A estudante de publicidade Guadalupe Pereira, 26, foi uma das poucas manifestantes que conseguiu assistir a um trecho do evento, já quase no fim. De acordo com os manifestantes, em nenhum momento foram incentivados atos de vandalismo ou foi cogitado interromper ou impedir o discurso do ex-ministro. "Salles falou sobre a necessidade de discutir um modelo econômico que 'desenvolva' a Amazônia. Sabemos o que isso significa, considerando o trabalho dele no governo Bolsonaro", diz a aluna, fundadora do grupo Movimenta ESPM e do projeto Arquivo Trans, que luta por cotas para pessoas transgênero na instituição.

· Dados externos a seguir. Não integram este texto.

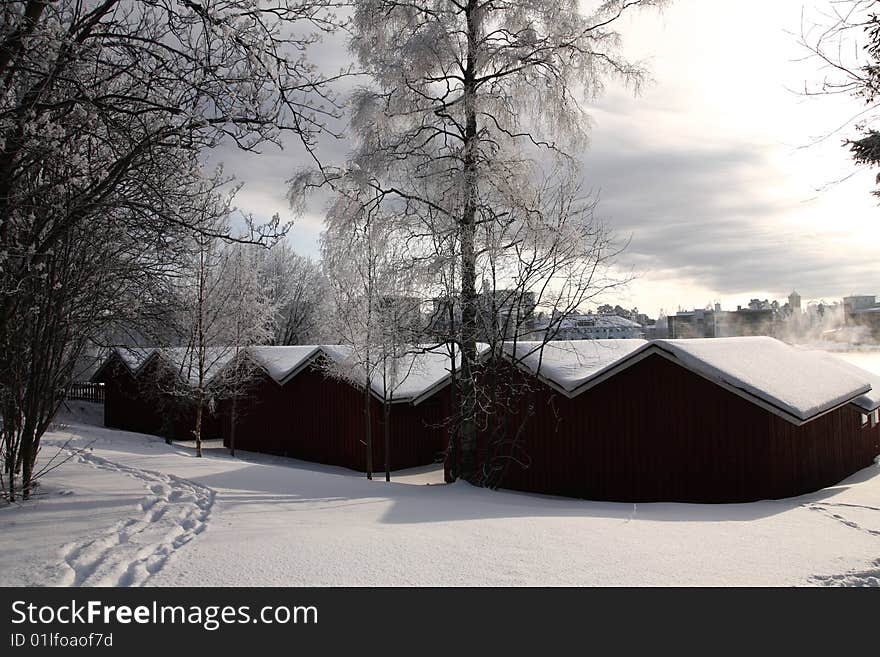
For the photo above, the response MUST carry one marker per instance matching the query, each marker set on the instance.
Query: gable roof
(284, 362)
(133, 358)
(420, 374)
(567, 365)
(867, 402)
(796, 385)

Do Acre, Guadalupe considerou "angustiante" ouvir um ex-ministro "que já propagou fake news e criticou figuras como Chico Mendes e Marina Silva" na área ambiental, e deixou como legado "um recorde de desmatamento, incêndios florestais, desmonte de várias instituições que zelam pela Amazônia". Em abril de 2020, ficou famosa a frase do então ministro, "passar a boiada", sugerindo alterar regras de fiscalização ambiental. Em junho de 2021, Salles deixou o ministério, alvo de investigação e de operações da Polícia Federal como Akuanduba e Handroanthus.
Segundo ela, ao ouvir o retumbar das manifestações do lado de fora, um organizador tomou o microfone e comentou: "Voltamos à época das catacumbas, quando tínhamos de discutir às escondidas".

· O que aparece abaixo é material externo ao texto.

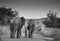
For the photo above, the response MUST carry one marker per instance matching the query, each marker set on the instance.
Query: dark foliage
(53, 22)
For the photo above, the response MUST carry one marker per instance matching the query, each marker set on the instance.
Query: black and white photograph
(29, 20)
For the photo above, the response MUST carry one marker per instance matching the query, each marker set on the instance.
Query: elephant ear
(23, 20)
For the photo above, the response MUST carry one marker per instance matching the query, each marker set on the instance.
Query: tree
(52, 20)
(6, 14)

O evento foi organizado pelo grupo Agro ESPM, que busca, segundo seu perfil oficial no Instagram, construir "uma ponte" entre o agronegócio e os alunos. "a fim de tornar o agronegócio um setor cada vez mais sustentável, tecnológico e eficiente", diz um post de 7 de fevereiro. O TAB procurou os organizadores no Instagram e por e-mail, mas não teve retorno até esta publicação.

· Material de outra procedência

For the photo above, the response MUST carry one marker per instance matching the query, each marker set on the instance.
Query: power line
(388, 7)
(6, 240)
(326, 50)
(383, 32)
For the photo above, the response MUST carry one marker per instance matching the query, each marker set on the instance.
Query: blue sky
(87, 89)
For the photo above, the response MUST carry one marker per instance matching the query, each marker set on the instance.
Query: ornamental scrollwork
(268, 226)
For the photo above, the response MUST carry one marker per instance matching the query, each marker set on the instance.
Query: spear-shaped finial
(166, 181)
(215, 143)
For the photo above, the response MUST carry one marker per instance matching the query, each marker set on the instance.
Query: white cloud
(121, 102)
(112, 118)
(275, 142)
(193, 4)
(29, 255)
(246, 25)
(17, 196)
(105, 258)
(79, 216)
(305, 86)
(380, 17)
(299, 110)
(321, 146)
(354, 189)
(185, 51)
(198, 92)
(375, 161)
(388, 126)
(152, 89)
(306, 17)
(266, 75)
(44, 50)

Segundo relatos à reportagem, os organizadores estavam orgulhosos com a presença de Salles. Uns foram hostilizar os manifestantes, à distância: enquanto o protesto ocorria na rua, na saída dos carros do campus, integrantes do Agro ESPM ficaram na grade do estacionamento. Quase se iniciou uma briga, logo dissipada por seguranças.
Quem convidou
Formado por alunos de relações internacionais, ciências sociais, administração e outros cursos, o Agro ESPM promove workshops, rodas de conversa e networking. Atua em parceria com grupos semelhantes em outras instituições, como Agro Mack, no Mackenzie, Agro Insper, Agro Ibmec, AgroFaap e FGV Agro — todos foram marcados nos stories de Lucas Bove (PL), candidato a deputado estadual que estava junto de Salles.
Além da ESPM, Salles já conversou com alunos do Ibmec e se ofereceu para ir à Faap (Fundação Armando Alvares Penteado). "Tô à disposição", diz o ex-ministro no vídeo postado pelo grupo AgroFaap.
O estudante bolsista de cinema Lucas Massuela, 23, integrante do grupo Movimenta ESPM, conta que conversou com seguranças do político e diz que eles pretendiam entregar panfletos e santinhos de Salles que estavam no carro. O tumulto os teria impedido. "Perguntei para confirmar que estavam fazendo campanha na faculdade."
Estudantes ouvidos pela reportagem disseram que muitos alunos estão insatisfeitos e pedem esclarecimentos da ESPM.
Ao TAB, a instituição afirma que o evento "não foi uma iniciativa da ESPM e não contou com a participação de diretores" ou docentes. A faculdade diz que decidiu ceder o auditório para o evento promovido por "núcleos de estudantes de seis universidades particulares" por considerar que a universidade é um espaço por excelência de estudos e discussões, e que agronegócio e sustentabilidade são assuntos relevantes para a sociedade. "A ESPM é uma instituição apartidária, que incentiva e defende a diversidade de ideias e opiniões."